Transformations

PipelineWise can perform row level load time transformations between tap and target components and makes and ideal place to obfuscate, mask or filter sensitive data that should never be replicated in the Data Warehouse.

Warning

Important: Load Time Transformations are not designed for complex transformations, mapping, joins or aggregations. It was designed primarily to meet certain data security requirements and to make sure that PII and other sensitive data does not end up at external service providers like AWS, MS Azure or similar.

If you want to apply complex transformations you’ll need to do it at a later stage once the data is ingested into the Data Warehouse. PipelineWise fits into the ELT landscape and not doing traditional ETL. ELT ingests data first into DWH in the original format and the “transformation” is shifting to the end of the data pipeline.

Transformation Methods

The following transformations can be added optionally into the YAML configuration:

  • SET-NULL: Transforms any column to NULL

  • HASH: Transforms string columns to hash

  • HASH-SKIP-FIRST-n: Transforms string columns to hash skipping first n characters, e.g. HASH-SKIP-FIRST-2

  • MASK-DATA: Replaces the months and day parts of date columns to be always 1st of Jan

  • MASK-NUMBER: Transforms any numeric column to zero

  • MASK-HIDDEN: Transforms any value to ‘hidden’
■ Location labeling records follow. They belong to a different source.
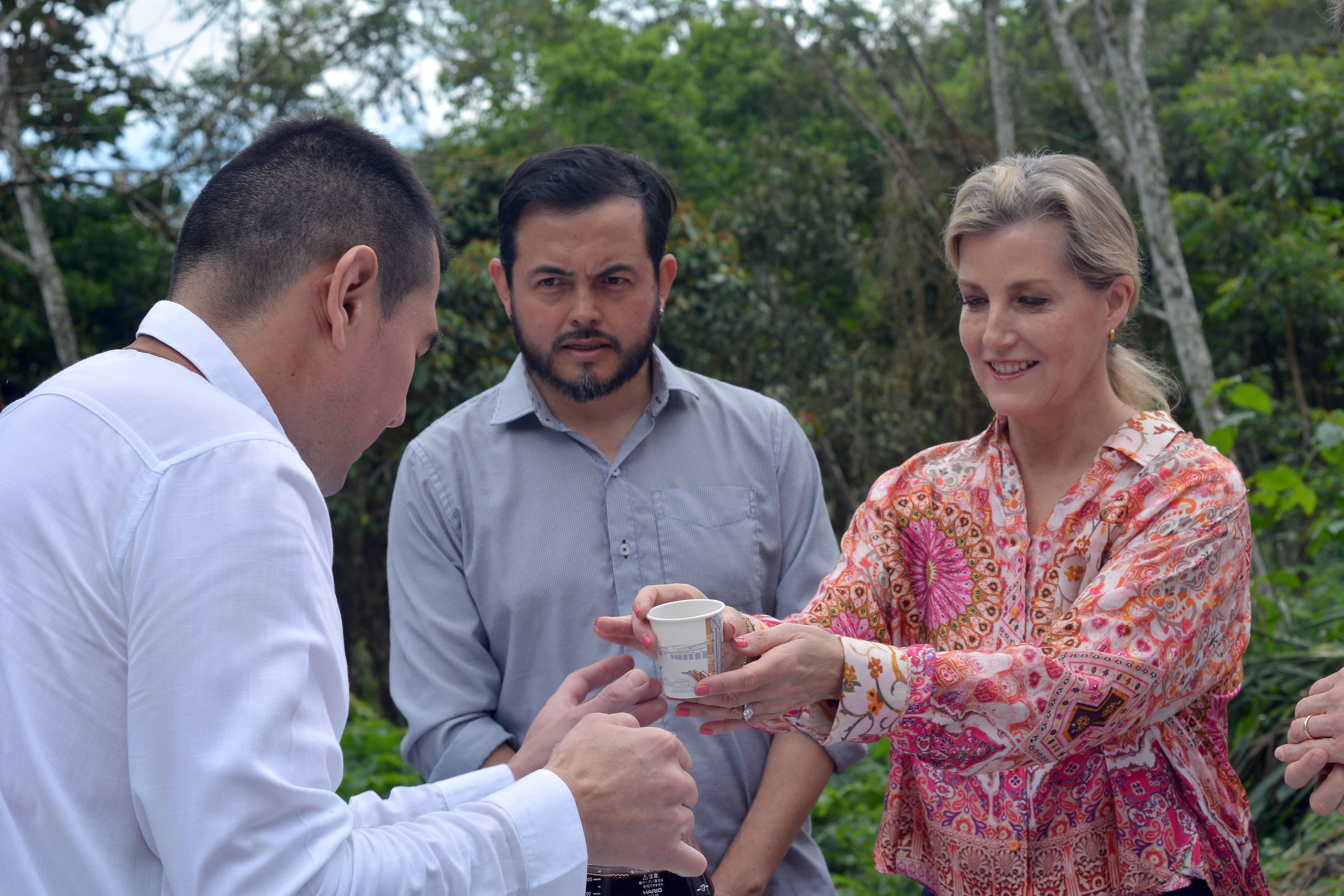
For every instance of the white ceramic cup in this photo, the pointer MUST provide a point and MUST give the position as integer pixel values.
(690, 644)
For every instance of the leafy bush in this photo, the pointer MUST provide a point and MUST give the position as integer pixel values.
(372, 747)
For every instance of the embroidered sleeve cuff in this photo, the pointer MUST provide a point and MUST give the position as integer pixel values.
(876, 691)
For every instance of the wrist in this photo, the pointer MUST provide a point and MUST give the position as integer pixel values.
(838, 667)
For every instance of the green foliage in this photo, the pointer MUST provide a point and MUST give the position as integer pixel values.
(372, 749)
(846, 821)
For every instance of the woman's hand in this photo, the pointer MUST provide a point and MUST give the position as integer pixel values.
(636, 633)
(798, 666)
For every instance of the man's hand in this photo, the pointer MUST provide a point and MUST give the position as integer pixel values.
(1310, 758)
(628, 690)
(635, 793)
(636, 633)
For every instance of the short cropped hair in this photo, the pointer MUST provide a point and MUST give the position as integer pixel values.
(303, 194)
(577, 178)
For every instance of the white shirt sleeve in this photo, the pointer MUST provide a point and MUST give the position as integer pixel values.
(409, 804)
(239, 694)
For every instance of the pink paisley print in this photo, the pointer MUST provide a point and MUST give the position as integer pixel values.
(853, 627)
(939, 573)
(1018, 675)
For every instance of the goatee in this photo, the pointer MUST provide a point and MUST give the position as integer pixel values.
(588, 388)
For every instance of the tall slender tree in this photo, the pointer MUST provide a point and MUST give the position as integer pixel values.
(1140, 156)
(1006, 136)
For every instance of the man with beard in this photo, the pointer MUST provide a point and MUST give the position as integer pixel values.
(593, 469)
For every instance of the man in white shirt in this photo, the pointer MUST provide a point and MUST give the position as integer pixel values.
(173, 684)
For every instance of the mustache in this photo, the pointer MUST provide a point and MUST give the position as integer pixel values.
(585, 334)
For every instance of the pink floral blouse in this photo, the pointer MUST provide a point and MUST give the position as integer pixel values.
(1056, 700)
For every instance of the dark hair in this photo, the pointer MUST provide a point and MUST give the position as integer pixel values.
(577, 178)
(303, 194)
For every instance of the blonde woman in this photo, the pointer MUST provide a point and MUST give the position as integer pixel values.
(1046, 621)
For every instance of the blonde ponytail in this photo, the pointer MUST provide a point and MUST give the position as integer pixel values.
(1101, 244)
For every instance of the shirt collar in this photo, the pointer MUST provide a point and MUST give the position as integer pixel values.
(519, 397)
(1140, 439)
(181, 330)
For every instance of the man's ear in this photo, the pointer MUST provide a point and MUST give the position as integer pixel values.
(502, 287)
(667, 273)
(351, 293)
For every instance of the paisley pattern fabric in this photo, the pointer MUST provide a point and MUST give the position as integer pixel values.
(1056, 700)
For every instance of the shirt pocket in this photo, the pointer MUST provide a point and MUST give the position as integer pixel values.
(710, 536)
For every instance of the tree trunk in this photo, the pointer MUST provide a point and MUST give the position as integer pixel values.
(1296, 373)
(1150, 174)
(1088, 95)
(1142, 159)
(1006, 138)
(40, 261)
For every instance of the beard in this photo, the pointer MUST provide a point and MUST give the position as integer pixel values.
(588, 388)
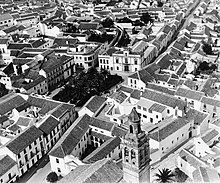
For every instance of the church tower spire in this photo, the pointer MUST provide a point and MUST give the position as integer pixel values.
(136, 152)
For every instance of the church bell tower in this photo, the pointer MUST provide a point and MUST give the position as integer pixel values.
(136, 152)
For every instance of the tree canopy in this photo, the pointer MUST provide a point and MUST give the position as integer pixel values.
(107, 23)
(165, 176)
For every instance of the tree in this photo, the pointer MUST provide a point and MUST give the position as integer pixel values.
(125, 20)
(179, 175)
(145, 17)
(138, 23)
(159, 3)
(52, 177)
(164, 176)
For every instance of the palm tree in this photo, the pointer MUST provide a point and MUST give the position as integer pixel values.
(165, 176)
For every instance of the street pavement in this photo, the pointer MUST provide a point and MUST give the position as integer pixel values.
(41, 175)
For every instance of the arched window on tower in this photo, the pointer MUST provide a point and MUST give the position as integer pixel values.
(133, 156)
(126, 154)
(131, 129)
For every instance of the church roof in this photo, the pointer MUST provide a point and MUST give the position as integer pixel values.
(133, 116)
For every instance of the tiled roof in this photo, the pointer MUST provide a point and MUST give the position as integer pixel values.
(19, 46)
(166, 29)
(88, 26)
(210, 101)
(4, 17)
(105, 125)
(126, 89)
(23, 121)
(119, 97)
(23, 140)
(65, 41)
(191, 94)
(190, 84)
(3, 119)
(136, 94)
(4, 40)
(111, 50)
(197, 116)
(6, 163)
(94, 103)
(159, 88)
(119, 131)
(14, 127)
(34, 83)
(210, 135)
(48, 125)
(191, 158)
(71, 137)
(38, 43)
(163, 77)
(100, 136)
(9, 102)
(164, 62)
(206, 174)
(157, 107)
(164, 99)
(103, 151)
(101, 171)
(167, 127)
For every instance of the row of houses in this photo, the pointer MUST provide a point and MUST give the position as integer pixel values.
(30, 127)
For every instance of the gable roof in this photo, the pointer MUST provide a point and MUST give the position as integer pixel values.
(6, 16)
(48, 125)
(23, 140)
(101, 171)
(9, 102)
(164, 99)
(6, 163)
(71, 137)
(191, 94)
(167, 127)
(102, 151)
(105, 125)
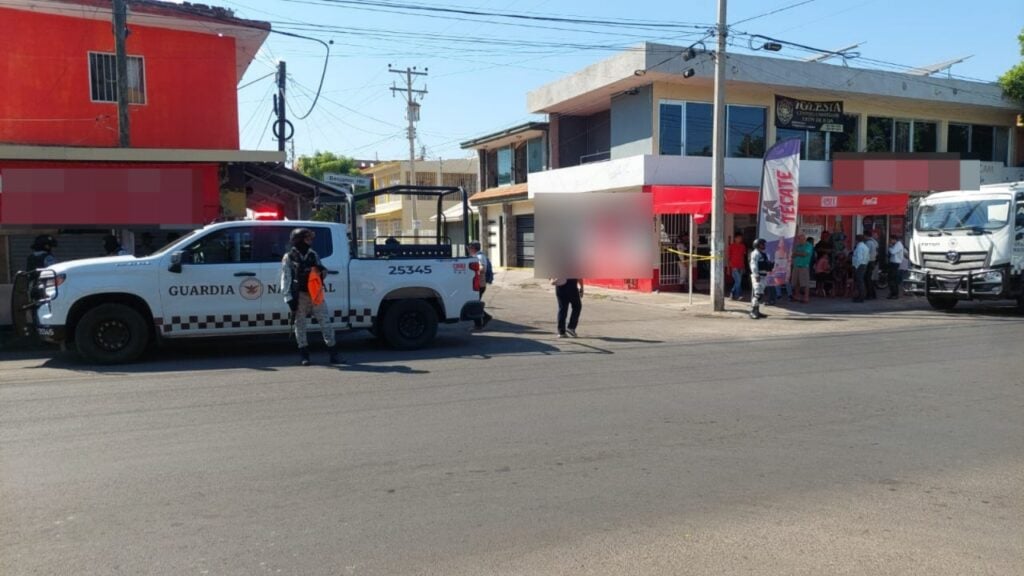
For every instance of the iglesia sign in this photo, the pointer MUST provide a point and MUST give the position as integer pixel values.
(808, 115)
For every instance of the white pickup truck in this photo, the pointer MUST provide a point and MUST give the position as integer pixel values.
(223, 280)
(969, 245)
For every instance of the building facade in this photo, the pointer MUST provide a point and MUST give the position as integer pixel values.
(506, 159)
(641, 122)
(61, 170)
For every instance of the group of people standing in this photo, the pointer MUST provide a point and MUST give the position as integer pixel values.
(836, 272)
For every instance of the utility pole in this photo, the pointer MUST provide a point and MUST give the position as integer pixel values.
(413, 115)
(121, 63)
(718, 175)
(279, 106)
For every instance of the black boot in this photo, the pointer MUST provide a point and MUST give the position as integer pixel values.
(335, 356)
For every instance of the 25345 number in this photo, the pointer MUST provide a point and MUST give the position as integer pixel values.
(409, 270)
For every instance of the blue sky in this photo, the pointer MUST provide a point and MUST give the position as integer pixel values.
(481, 67)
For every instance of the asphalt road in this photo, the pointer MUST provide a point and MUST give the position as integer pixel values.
(880, 442)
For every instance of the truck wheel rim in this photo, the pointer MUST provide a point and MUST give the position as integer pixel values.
(411, 325)
(113, 335)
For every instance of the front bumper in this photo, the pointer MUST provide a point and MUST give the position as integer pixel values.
(472, 311)
(973, 285)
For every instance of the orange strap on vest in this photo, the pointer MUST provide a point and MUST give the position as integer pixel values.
(315, 286)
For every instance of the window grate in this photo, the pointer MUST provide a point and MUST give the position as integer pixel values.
(103, 78)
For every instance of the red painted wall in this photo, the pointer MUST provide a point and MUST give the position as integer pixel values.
(189, 85)
(108, 194)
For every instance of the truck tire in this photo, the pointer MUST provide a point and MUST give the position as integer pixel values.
(410, 324)
(111, 334)
(938, 302)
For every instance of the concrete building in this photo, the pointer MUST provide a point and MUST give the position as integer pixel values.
(641, 122)
(506, 159)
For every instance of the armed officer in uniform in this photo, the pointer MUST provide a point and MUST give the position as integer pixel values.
(296, 266)
(761, 266)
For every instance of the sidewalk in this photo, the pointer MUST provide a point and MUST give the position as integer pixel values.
(522, 279)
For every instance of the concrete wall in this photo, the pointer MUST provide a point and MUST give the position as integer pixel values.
(632, 123)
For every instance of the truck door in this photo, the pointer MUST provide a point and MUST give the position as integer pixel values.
(273, 243)
(215, 291)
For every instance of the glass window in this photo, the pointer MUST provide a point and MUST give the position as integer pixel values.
(787, 133)
(535, 155)
(103, 78)
(982, 138)
(504, 166)
(233, 245)
(845, 140)
(901, 136)
(745, 134)
(671, 130)
(958, 138)
(1000, 145)
(880, 134)
(926, 136)
(699, 120)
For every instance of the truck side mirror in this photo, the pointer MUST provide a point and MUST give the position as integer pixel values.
(176, 258)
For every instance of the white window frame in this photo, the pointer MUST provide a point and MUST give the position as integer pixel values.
(682, 136)
(141, 60)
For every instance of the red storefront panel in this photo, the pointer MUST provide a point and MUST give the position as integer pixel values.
(54, 194)
(696, 200)
(896, 172)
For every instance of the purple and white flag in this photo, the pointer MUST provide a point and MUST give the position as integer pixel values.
(777, 206)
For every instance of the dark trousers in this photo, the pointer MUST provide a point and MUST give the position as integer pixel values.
(568, 294)
(858, 281)
(869, 281)
(486, 317)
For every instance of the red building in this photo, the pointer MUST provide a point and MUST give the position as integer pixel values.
(60, 170)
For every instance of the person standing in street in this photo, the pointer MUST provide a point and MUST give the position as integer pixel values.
(42, 253)
(872, 265)
(896, 257)
(861, 255)
(486, 277)
(737, 261)
(569, 293)
(298, 265)
(760, 269)
(802, 252)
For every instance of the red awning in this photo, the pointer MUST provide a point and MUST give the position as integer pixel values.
(696, 200)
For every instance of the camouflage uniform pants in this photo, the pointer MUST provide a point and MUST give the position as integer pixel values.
(302, 314)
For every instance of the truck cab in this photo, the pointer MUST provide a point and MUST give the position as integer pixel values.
(969, 245)
(224, 280)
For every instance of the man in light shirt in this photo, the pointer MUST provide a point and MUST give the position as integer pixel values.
(896, 257)
(861, 255)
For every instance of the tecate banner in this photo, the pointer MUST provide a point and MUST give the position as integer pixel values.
(777, 206)
(595, 235)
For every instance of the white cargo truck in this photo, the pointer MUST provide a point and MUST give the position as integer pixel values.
(969, 245)
(223, 280)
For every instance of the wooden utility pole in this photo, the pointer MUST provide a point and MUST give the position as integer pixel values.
(121, 63)
(718, 174)
(413, 115)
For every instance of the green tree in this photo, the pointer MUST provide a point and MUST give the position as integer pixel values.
(1013, 80)
(323, 162)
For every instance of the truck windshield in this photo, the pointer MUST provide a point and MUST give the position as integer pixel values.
(964, 214)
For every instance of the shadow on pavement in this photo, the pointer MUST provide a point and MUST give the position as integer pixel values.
(363, 352)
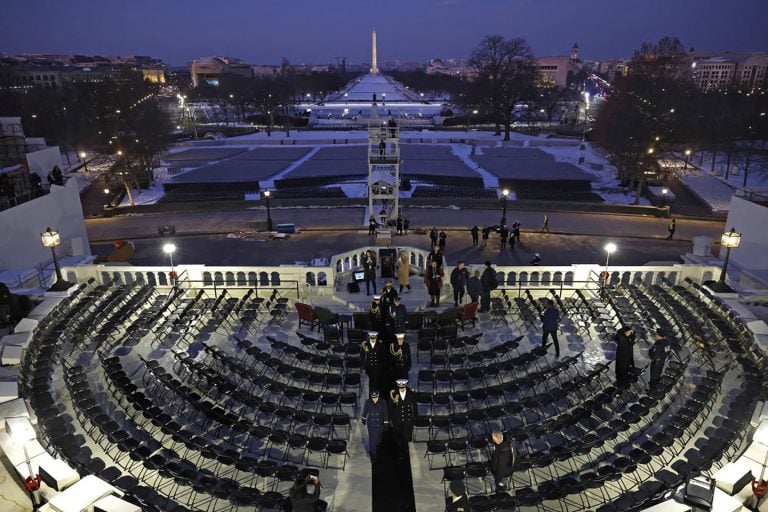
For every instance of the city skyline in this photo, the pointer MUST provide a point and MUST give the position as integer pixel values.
(267, 32)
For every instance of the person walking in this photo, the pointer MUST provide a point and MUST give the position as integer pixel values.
(502, 460)
(374, 360)
(433, 279)
(400, 357)
(503, 234)
(375, 416)
(369, 272)
(550, 320)
(301, 499)
(403, 271)
(474, 287)
(658, 354)
(545, 225)
(402, 413)
(671, 229)
(489, 283)
(625, 361)
(459, 280)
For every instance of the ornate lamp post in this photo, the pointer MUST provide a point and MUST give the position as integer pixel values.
(267, 195)
(52, 239)
(730, 240)
(504, 196)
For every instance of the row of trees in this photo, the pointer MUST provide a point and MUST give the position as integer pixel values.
(657, 110)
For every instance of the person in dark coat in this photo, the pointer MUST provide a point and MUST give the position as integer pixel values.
(458, 501)
(375, 416)
(369, 269)
(301, 500)
(658, 354)
(488, 280)
(474, 287)
(374, 360)
(502, 460)
(459, 281)
(503, 235)
(550, 320)
(399, 315)
(402, 413)
(625, 361)
(435, 255)
(400, 357)
(433, 279)
(486, 235)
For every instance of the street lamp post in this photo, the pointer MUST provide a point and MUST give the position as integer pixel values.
(267, 195)
(169, 248)
(52, 239)
(730, 240)
(85, 162)
(610, 248)
(504, 195)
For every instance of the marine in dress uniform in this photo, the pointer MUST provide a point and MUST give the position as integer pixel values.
(402, 414)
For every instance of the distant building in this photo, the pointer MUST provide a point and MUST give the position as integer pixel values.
(714, 71)
(211, 69)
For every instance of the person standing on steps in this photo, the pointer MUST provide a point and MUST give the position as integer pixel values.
(433, 279)
(671, 228)
(550, 321)
(489, 283)
(545, 225)
(375, 416)
(658, 354)
(459, 280)
(369, 272)
(403, 271)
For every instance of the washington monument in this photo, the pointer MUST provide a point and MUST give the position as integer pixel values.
(374, 65)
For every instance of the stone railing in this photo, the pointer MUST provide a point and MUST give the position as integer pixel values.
(301, 281)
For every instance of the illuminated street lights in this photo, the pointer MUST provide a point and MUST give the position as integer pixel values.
(504, 195)
(267, 195)
(169, 248)
(730, 240)
(52, 239)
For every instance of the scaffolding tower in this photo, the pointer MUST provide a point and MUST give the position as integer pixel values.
(384, 170)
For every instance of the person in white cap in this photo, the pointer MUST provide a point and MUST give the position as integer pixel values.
(400, 356)
(401, 415)
(374, 359)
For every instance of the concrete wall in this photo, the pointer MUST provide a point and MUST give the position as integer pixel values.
(42, 161)
(750, 219)
(21, 227)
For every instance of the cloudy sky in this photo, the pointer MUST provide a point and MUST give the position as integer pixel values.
(320, 31)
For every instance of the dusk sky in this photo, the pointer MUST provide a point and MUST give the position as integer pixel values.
(264, 31)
Conditional Transformations

Using the optional when keyword, you can specify conditions how the transformation should be applied. If the condition matches PipelineWise performs the transformation, otherwise it keeps the original value.

Example

Load Time transformations needs to be defined in the tables section in the YAML configuration:

...
...
tables:
  - table_name: "audit_log"
    replication_method: "INCREMENTAL"
    replication_key: "id"
    transformations:
      - column: "column_1"
        type: "SET-NULL"
        when:
          - column: "class_name"
            equals: 'com.transferwise.fx.user.User'
          - column: "property_name"
            equals: 'passwordHash'

            # Tip: Use 'regex_match' instead of 'equal' if you need
            # more complex matching criteria. For example:
            # regex_match: 'password|salt|passwordHash'

      - column: "column_2"
        type: "HASH"
        when:
          - column: "class_name"
            equals: 'com.transferwise.fx.user.User'
          - column: "property_name"
            equals: 'passwordHash'
...
...